The third decade brought peculiar revelations and some characteristic iconoclasms, wrought by the most gothic of vandals known to human kind. The deeds of the Boy in Blue and the Gallant Veteran have been told and retold in verses so musical that they might almost be punched with holes and performed on self-playing pianos, automatically, as it were. But the terms are obsolete, and the current period has brought its special designation, tremulous as a phrase from De Senectute, and redolent of lean and slippered Pantaloon—"The Old Soldier." It came in the days when colored cartoons were growing on the country like a bad habit, and it came to stay. Whether applied in honor and tenderness, or in derision and mockery, who can tell?

This epithet tells a truth, though perhaps emanating from indecent exposure of intellect in a brain whose convolutions are more crooked than the ram's horn that triturated the defenses of Jericho. It tells a truth, though more cruel than that sweeping massacre when the patriarch Cain came within one of slaying all the youth in Asia, or than the edict which collared and cuffed a dilapidated Coxey in the shadow of the capitol's proud dome.

Whether we like it or not, it has elements of permanence,—that euphony which is the kernel of fact; that levity which is the soul of wit; that pointedness which is the test of endurance. It has manifestly come to abide. When the lady lacteal artist lactealizes the sober, circumspect cow, the product is harmless as the process and participants; no spirituous or vinous venom from that nourishing fountain e'er exudes.

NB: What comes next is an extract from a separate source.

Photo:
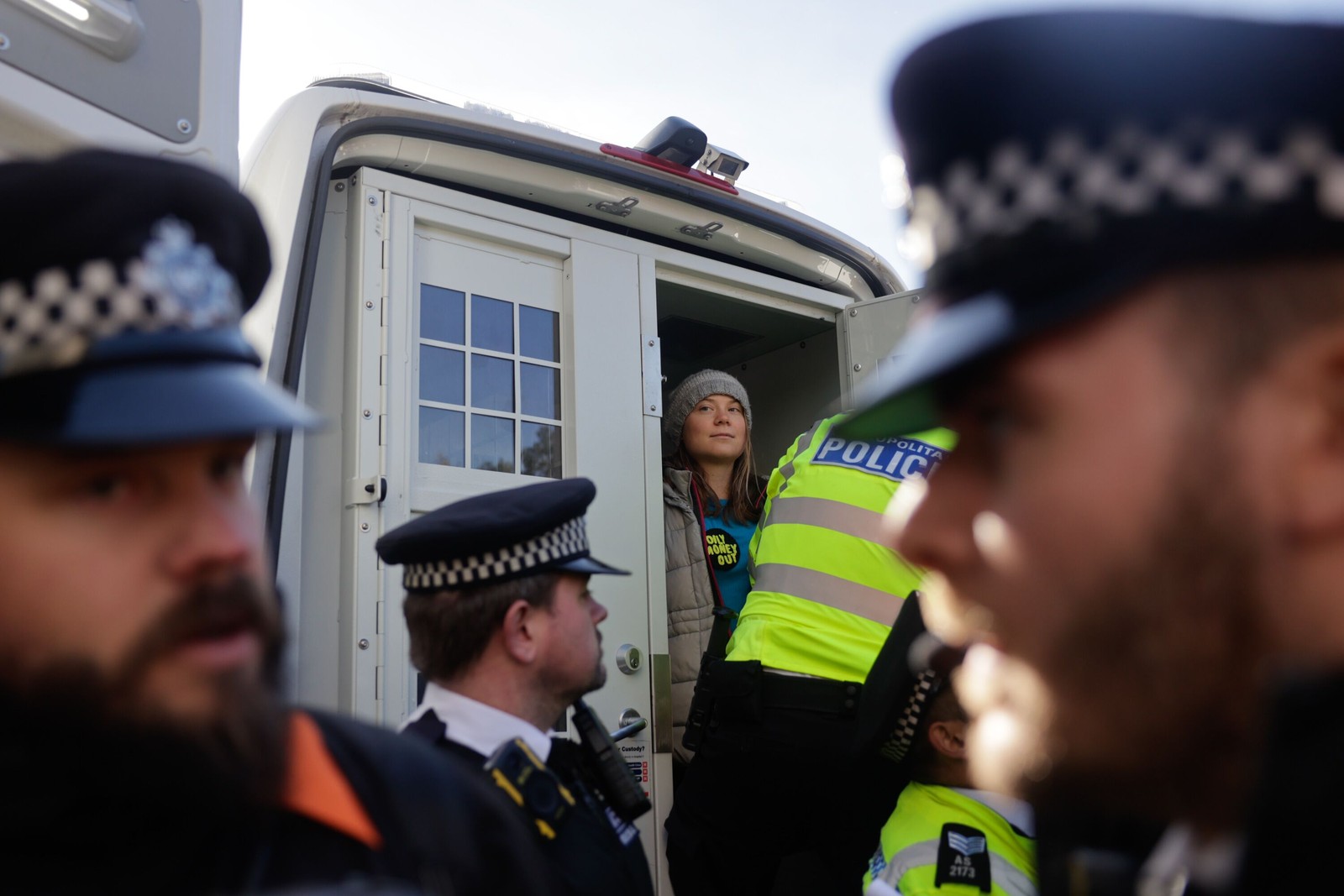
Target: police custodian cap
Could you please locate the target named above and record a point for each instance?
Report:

When the lion eats a lamb the lamb becomes lion; when the lamb eats a lion the results can be better imagined than depicted. When the commonweal tourist falls aweary, he wins consolation from a rehearsal of "Bunion's Pilgrim's Progress, or the Trials of a Trail," and rises refreshed.

When the ex-soldier feels rheumatic twinges clutching at his nerves like an eagle's beak, resistance were vain as kicking at a thunderbolt in crocheted slippers. He is still vigorous, considering all that he has gone through—and all that has gone through him! But he is not invulnerable; some of his elasticity is as deceptive as the hospitality of an alleged park dotted all over with warnings to keep off the grass. He may profitably display that charity which covers a multitude of sarcasms, and serenely accept the inevitable as a companion piece to tariff reduction, civil-service reform, lectures on advanced domesticity by the emancipated female whose family lives on canned goods, and other copyrighted jokes. Yes; the Boys in Blue have donned the Gray. They are no longer young; they will never be younger; they are "Old Soldiers" now, and will be to the end.